Sunday, May 29, 2016

Globalization and Rebalancing

I am in complete agreement with the article that “What Happens Next? Five crucibles of Innovation That Will Shape the Coming Decade”.  This article illustrated five crucibles of changes and challenging that many companies will face over the next decade. For instance, the firs crucible - Great Rebalancing is reshaping the global economy and is changing the way an organization conduct itself.  During the past years, the emerging of internet and social network have shaped traditional version of business operation.  For example, globalization results in more and more companies to move business outside to in order to reduce cost and gain more revenue.  The next decade will be one of enormous transformation in which global economy will be the crucibles where innovation is generated. Running a company now is more complex than ever before because companies have to pay attention to more regulation, risk and customer behavior in different cultural environments. However many companies can now figure out how to capture wining position in this global economy.

A few innovative companies are starting to get it right.  For example, in the pharmaceutical industry that I work on, this field is facing many crucibles but it may prove the most profound.  Crucible 1, the Great Rebalancing, reflects what pharmaceutical is considering, especially with emerging of China and India.

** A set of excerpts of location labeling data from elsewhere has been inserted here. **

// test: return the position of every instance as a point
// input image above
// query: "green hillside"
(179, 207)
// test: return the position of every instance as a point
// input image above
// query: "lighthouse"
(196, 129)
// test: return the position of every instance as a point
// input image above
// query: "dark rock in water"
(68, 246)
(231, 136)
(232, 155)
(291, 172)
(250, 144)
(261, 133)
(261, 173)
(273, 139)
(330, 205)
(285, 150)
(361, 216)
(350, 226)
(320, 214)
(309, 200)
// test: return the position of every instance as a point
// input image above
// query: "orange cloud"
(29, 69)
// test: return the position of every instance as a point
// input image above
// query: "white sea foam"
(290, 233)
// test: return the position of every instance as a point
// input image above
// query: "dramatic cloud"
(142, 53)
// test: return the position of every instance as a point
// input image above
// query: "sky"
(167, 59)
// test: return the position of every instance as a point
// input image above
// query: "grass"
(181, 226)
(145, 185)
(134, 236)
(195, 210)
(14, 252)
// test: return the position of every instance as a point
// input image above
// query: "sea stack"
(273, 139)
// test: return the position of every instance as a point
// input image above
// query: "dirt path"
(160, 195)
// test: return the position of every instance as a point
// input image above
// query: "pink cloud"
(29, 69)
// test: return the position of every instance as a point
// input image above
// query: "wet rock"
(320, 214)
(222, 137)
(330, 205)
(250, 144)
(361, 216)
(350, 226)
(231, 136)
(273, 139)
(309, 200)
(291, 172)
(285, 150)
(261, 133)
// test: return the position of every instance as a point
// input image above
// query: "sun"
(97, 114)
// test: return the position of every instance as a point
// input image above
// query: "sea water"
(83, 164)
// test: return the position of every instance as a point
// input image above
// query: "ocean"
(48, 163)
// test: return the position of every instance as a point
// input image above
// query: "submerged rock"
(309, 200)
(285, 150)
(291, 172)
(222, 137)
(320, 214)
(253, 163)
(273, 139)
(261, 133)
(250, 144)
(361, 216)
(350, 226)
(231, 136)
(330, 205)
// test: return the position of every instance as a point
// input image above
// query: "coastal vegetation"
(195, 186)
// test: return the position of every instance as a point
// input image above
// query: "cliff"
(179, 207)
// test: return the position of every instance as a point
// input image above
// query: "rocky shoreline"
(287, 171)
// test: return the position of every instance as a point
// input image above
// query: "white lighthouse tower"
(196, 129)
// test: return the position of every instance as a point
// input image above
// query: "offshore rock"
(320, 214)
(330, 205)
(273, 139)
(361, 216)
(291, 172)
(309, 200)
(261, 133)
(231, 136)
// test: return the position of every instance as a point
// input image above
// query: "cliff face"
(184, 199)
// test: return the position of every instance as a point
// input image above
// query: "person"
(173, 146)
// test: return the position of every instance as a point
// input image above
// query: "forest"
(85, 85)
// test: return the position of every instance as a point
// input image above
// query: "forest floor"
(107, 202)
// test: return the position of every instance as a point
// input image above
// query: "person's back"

For example, Pfizer, the biggest pharmaceutical company in the world, established emerging market division by increasing employee to 16,000 across more than 70 countries and serves for 5 billion people outside of US to meet the diverse medical needs of patients in Emerging Markets around the work in an innovative, social responsible and commercially viable manner [1].  Since establishment, the revenue from the Emerging Marketing is increased dramatically and almost is one third of the entire yearly revenue today.
Even some high-tech companies are being touched by the allure of emerging-market consumers. Yahoo held Alibaba, a Chinese business, almost 40% shares [2], from which Yahoo wants to gain from emerging-market consumers that are the fastest-growing segment for the social medial network.  Yahoo reaped a huge return for investors.
Furthermore, Crucible 3, the global grid, is another example that is timely considering the makeup of many companies.  During last two decade, global communication, and information grid have enabled real-time interactions at scale.  Wherever you live, the communication network such as email, tel meeting, face-to-face video like Sykpe have shorten people distance.   But I have a mixed feeling for the global grid. On the one hand, because of more convenient communication, more and more companies started to move their business to outside.   For instance, pharmaceutical companies like Pfier and Merk now employee contractors from Wuxi, a Chinese vendor that provides trained chemists and biologist.  They paid lower wage than local employees, which is good for companies since they can save tons of money.  On the other hand the expense of this outsources is that those companies reduce the number of employee at local market, which might not be good for US workers. But if those companies can develop new business areas in Us after they gain more revenue from emerging market, for instance, they can establish new research centers, it will benefit local workers.